The city is ready to install traffic-calming measures at West Sixth Street and Kings Highway as dozens of residents and business owners are rallying to stop the plan in its tracks.

Neighbors are furious that the city plans to narrow the roadway from four lanes to two, making way for center medians and left turn bays at some intersections, while banning left turns at three intersections, including Kings Highway.

“The city is making the intersection even more dangerous because emergency vehicles now have no lane to cut through,” charged Mimma Careri, owner of Italia Pizza on the corner on Kings Highway and West Sixth Street. “Already traffic is backed up on West Sixth Street from here to Avenue P.”

Others charged that banning left turns going east from West Sixth Street onto Kings Highway will force trucks making deliveries on the commercial corridor to drive up the narrow residential blocks of West Fifth and West Seventh streets.

Protesters have sent a letter to the Department of Transportation demanding a “Stop Work Order” for the ongoing construction until the community gets more input.

“We aren’t even considered important,” said Iris Chiu, president of the United Chinese Association of Brooklyn. “They should have been a public hearing to let us tell them how the changes will affect our quality of life.”

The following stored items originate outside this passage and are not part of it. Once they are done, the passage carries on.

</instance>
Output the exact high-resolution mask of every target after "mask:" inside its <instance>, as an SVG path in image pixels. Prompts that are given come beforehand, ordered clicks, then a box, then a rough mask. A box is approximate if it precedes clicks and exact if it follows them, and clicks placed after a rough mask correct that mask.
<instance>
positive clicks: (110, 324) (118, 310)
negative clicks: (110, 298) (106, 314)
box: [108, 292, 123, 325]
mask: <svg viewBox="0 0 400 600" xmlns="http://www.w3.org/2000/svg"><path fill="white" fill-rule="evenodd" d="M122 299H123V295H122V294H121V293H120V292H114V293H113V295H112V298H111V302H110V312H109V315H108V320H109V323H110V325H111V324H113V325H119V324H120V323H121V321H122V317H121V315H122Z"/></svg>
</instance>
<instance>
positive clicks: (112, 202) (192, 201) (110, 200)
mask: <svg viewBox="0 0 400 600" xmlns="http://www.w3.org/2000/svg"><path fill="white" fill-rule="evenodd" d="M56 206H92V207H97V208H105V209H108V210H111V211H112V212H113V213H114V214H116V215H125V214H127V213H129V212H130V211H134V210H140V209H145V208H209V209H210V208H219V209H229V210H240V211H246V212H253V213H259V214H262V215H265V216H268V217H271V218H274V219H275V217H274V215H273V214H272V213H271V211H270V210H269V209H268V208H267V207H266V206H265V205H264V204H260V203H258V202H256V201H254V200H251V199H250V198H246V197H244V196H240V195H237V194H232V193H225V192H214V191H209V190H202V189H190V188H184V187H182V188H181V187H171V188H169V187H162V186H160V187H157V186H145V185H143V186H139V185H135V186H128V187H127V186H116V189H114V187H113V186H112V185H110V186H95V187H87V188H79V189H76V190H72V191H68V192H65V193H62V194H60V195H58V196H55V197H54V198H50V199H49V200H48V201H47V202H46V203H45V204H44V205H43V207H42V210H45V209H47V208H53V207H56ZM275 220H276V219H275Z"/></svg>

But a Department of Transportation spokesman said Community Board 11 in November, 2009,requested the agency look into improvements for pedestrians in the corridor. This proposal was then sent back to the community board last month and unanimously approved.

“As part of the community notification process, the agency distributed flyers in the community a week before work began,” said the spokesman.

Community Board 11 District manager Marnee Elias-Pavia said it approved the plan because the Department of Transportation presented data that between 2004-2009, there were seven traffic fatalities along the West Sixth Street corridor, including two at the West Sixth Street and Kings Highway intersection.

Additionally, there were 206 traffic-related injuries during those years, she said.

“This was a safety plan that needed to be done to protect lives,” said Elias-Pavia. “If it means trucks and other traffic has to go down another block to turn left then so be it. I don’t think you can put a value on a life.”